We stretched our legs in the ample room (we’re both short, so it was very ample). It dawned on us that all the car stuff that would normally be right in front of us was missing. There was no steering wheel, no accelerator and no brakes. Just a little screen showing the time, the weather, the current speed and an animation counting down the three minutes of circling around the parking lot we were about to start.
On the center console, there were just two buttons: One to start the car and one to tell it to make an emergency stop.
Kara and I were the only ones in the car. Since neither of us has very good self-preservation instincts, we pressed go.

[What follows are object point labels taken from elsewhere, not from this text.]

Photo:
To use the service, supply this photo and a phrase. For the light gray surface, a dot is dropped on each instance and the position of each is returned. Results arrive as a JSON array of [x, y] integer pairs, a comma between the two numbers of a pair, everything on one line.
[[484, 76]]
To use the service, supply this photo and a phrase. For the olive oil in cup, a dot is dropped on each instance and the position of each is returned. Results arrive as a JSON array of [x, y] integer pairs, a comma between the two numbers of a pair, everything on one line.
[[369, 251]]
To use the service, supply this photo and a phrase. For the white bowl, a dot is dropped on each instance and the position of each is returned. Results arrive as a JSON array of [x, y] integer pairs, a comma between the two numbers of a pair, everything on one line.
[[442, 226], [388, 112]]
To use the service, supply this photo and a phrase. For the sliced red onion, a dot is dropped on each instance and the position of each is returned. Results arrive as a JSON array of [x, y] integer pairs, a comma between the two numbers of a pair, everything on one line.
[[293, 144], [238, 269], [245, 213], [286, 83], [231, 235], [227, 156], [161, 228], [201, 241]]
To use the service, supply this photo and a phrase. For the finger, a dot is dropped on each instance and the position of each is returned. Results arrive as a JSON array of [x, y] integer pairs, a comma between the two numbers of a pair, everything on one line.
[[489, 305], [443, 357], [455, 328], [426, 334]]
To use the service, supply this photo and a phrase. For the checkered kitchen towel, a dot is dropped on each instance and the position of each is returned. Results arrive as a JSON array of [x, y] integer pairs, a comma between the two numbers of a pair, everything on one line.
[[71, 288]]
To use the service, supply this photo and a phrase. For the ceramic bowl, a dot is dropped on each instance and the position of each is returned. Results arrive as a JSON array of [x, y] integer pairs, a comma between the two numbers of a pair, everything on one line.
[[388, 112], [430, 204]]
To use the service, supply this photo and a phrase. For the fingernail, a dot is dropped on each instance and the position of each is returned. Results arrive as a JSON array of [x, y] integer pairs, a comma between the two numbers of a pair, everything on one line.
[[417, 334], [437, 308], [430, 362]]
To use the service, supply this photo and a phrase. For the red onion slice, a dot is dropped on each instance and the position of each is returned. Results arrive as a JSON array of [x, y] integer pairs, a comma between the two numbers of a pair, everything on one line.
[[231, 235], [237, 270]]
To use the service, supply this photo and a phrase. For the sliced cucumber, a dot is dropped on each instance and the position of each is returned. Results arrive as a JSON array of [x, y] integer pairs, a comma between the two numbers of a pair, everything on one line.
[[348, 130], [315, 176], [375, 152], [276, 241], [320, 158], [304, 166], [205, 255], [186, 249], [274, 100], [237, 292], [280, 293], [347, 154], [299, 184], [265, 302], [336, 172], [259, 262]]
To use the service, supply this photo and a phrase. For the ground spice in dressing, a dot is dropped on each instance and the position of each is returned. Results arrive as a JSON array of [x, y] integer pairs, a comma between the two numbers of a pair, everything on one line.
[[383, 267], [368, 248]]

With its new cargo onboard, the car went back to its pre-programmed joyride around the parking lot, looping us back and forth and around like it was on a track. It zoomed up to 25 miles per hour.
Kara and I didn’t really know what to think. We were utterly and totally along for the ride. A few margaritas would’ve been nice, we thought. We wondered whether it would be legal to have open containers in a moving vehicle if it was being driven by a machine.
Kara supposed we should give the car a name — how about something friendly, like Phyllis? — and maybe include some funny running audio commentary about the road and the activities of nearby drivers.
Zipping around the parking lot, I can’t say I felt scared about being out of control. It was fun. But I also can’t say it was an easy mental leap to imagine that the future would hold streets full of these bubble cars — some with passengers, others completely empty. Kara and I agreed that this felt a lot like a theme park ride.
We came back around toward the pack of Googlers that set us off on this pioneer journey. Urmson and company sauntered out for the climactic big reveal, the grand finale: Stepping directly into our trajectory.
Just as it has been trained to do, the car recognized the obstacle ahead and slowed to a halt so Kara and I were not not-responsible for running over the Googlers. They walked away and we resumed the joyride.
Soon enough, our three minutes were up, and the car brought us back to its creators. A little departure message appeared on the screen, telling us it hoped we had enjoyed the ride and to collect our belongings. Just like a theme park ride.
We got out, and the car quickly loaded itself onto a truck away from view. We told Urmson we would like some margaritas next time, so we could safely enjoy the pleasures of drinking while driving. And perhaps in our next ride we would remember to take our eyes off the road and pull out our phones and text people while driving.
“Sure,” Urmson said, “but it’s texting and drinking while not driving.”